Life blood for lasting results


“How am I straitened (pained) till it be accomplished” (Luke 12:50).

“He shall see of the travail of his soul and shall be satisfied” (Isa. 53:11).

Service without sacrifice secures no results, no achievement, no victory that is worth the name. If we would keep our life we shall lose it, but if we empty it out in loving service we shall make it a lasting blessing to the world. No high thing can be done easily or without cost. To be consumed in God’s work as “a living sacrifice” means burning up and burning out; the candle will grow shorter and the battery weaker. That is a true symbol of the consecrated life, which is inscribed on the tomb of Dr. Adam Clarke—a burning candle, with the superscription, “I give light by being myself consumed.” We give light by giving up our lives to Him Who loved us. We are consumed by the zeal of His house while we carry light and salvation to those for whom He died.

(From New Testament Holiness by Thomas Cook. Used by permission of the Epworth Press).

A woman leaving church heavily burdened over the condition of slavery, put up a silent prayer to God to help her in a humble but effective way to smite a blow for the freedom of the slaves. Her answer came through an inspiration to write the book, Uncle Tom’s Cabin, and being a wife and mother, she set out to write it under great difficulties. This is what it cost her: “I suffered exquisitely in writing Uncle Tom’s Cabin,” she tells us. “It may be truly said that I wrote it with my heart’s blood. Many times in writing I thought my health would fail utterly, but I prayed earnestly that God would help me through.” Is it any wonder that her book is still widely read?

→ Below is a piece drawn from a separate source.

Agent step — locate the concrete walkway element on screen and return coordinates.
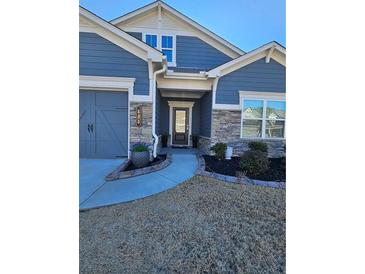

Again, how many of us have not been greatly helped through the reading of Hudson Taylor’s life by Mrs. Howard Taylor? Her writings are still blessing many although the author has gone on. Why? She tells us the secret: “How well I understand your feeling about the difference it makes HOW a life is written. This one, good as it is (a biography we had just read), seems to me to stop short of the mark, short of really reproducing in some degree the spiritual power of the life itself. It is one thing to tell about it, is it not, and another to make it, in some sense, live again? That is what I long for so much in your dear father’s life: that it may live again! But that is what it costs. It counts, it is the one thing that counts. But no one knows, except the Lord Himself, all that it costs. And that is what takes TIME, as well as lifeblood. It cannot be done to order. One has to live—not merely think and write. I live in this book and for it in a way no words can tell.”